Painting your kitchen cabinets is a great way to make a big impact without breaking the bank. It can also be a little intimidating. But it doesn’t have to be! Whether you’re a DIY pro or a DIY novice, we’ve got some tips and tricks to guide you through the process and tackle the job with confidence.
Step 1: Choosing the paint
Oil-based or Water-based?
Once you decide what color you want to use, you need to decide on the right kind of paint. You can use either water-based or oil-based paint on your cabinets. Oil-based paints are generally considered more durable, have a smoother finish and require less coats. However, they have a strong smell, higher VOCs, and can yellow over time. Oil-based paints are also more difficult to clean up mistakes.
Water-based, or latex, paints have become more popular and offer a wide variety of options. Water based paints improving all the time and are more resistant to cracking and chipping than ever before. They do not yellow over time, dry quickly, can be cleaned up with soap and water, and are better for the environment.
But if you’re still unsure what type of paint to use on your kitchen cabinets, consider the look you are hoping to achieve. If you’re going for a more modern, sleek finish, oil-based paint will give you good results (though the sheen can dull over time). If you are looking for something more matte and rustic, use a latex paint.
Step 2: Prep for Painting
Empty cabinets and tape
Before you begin, you need to empty cabinets and drawers. Apply painters’ tape where cabinet frames meet walls, counters, and floors.
Remove doors and hardware
Remove all the cabinet doors and drawers. (If you are super careful, you might be able to paint the drawers without pulling them out, but it will be easier if you do.) Remove any hardware. Don’t forget to label and bag everything you remove so you remember how to reassemble when you’re done.
Wash cabinet surfaces
Thoroughly wash all surfaces with a good degreasing cleanser like TSP. Removing as much oil and grease as possible will help the paint stick to the surface of the cabinets.
Strip and Sand
The purpose of sanding your cabinets is to simply scuff them up just enough to get rid of any gloss and create a surface for the new paint to stick to. You don’t have to spend a ton of time on this step. A 120-150 grip sandpaper will work. If you prefer, you can use a liquid de-glosser.
After sanding, be sure to clean up any debris with a vacuum or tack cloth. Paint will reveal every bump and crack, including tiny dust particles.
Like sanding, priming does not need to be perfect. You just need a thin coat on most of the surface area. Be careful not to let the primer to pool in corners.
Helpful hints on Sanding and Priming
If your cabinets are currently painted, you may be tempted to simply paint over them. But you do need to prep the surface. If they were painted with an oil-based paint, you must sand and prime the cabinets if you plan to cover them with a latex paint. If they were painted with a latex paint, you should still at least sand before painting.
If you’re painting over cabinets with a heavy wood grain and are looking for a smooth finish, you can fill in holes in the grain with a light spackle. Then sand and prime.

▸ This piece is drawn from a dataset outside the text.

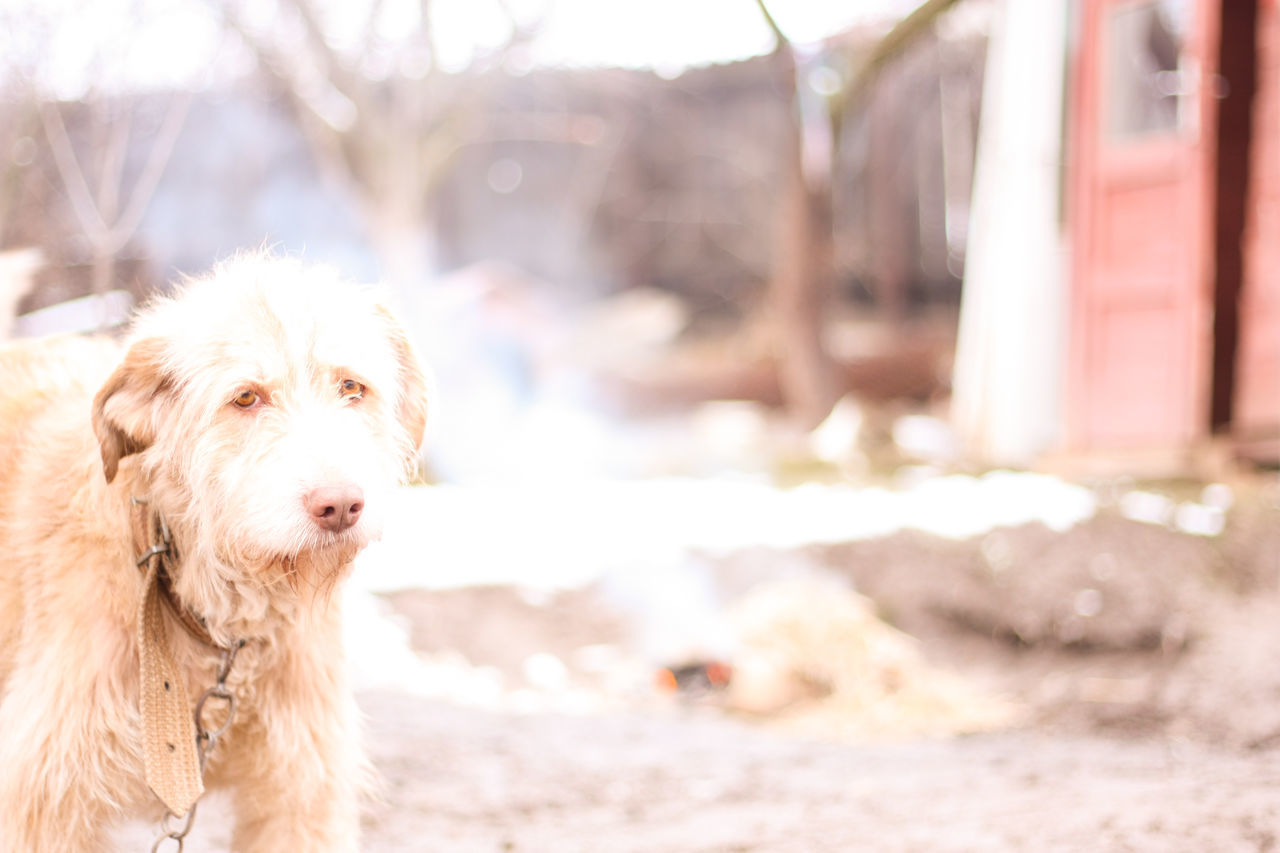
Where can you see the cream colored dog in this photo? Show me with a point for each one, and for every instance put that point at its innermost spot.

Some new latex paints -- like chalk paint and milk paint -- can be used without sanding and priming. These may sound like great options if you’re short on time, but they will also require multiple coats of paint. (And the subsequent waiting for each coat of paints to dry between coats.)
If you are unsure what kind of paint is on your cabinets or what material they are made of, paint a small section of the cabinet and let it dry. If you can scratch or chip the paint off with your fingernail or sandpaper, you’ll definitely need to sand and prime.
Step 3: Paint
Start with frames and use the appropriate size brush for each section. (Small details, small brush. Large surface, large brush.) Choose high quality brushes with ultrasoft bristles. Not only will these give you the most professional look, they’ll also retain their softness better when properly cleaned so you can use them again and again.
After you finish the frames, move to doors and drawers. Paint the backs first, let them dry, then paint the fronts. Be sure to allow enough time for the paint to dry between coats and sections.
Finishing with a paint roller can be helpful if you are trying to avoid evidence of any brush strokes.
Using a paint sprayer may save some time and definitely eliminates brush strokes, but you’ll need to mask off all surrounding surfaces and have a place where you can spray the doors and drawers. You’ll also need to properly clean the spray bottle when you’re done. This method can give you the most professional look but it’s also the method that requires the most skill.
Step 4: Reassemble
If you are using the same hardware, be sure to wash and polish before attaching them to your freshly painted doors and drawers.
Reattach Doors and Drawers
Because you labeled all the doors and hardware, reassembling your kitchen should be quick and easy.
Step 5: Enjoy!
Your newly painted cabinets will definitely give your kitchen a whole new look and feel. You’ll have the professional-looking, upgraded kitchen of your dreams, without having spent tons of time and money!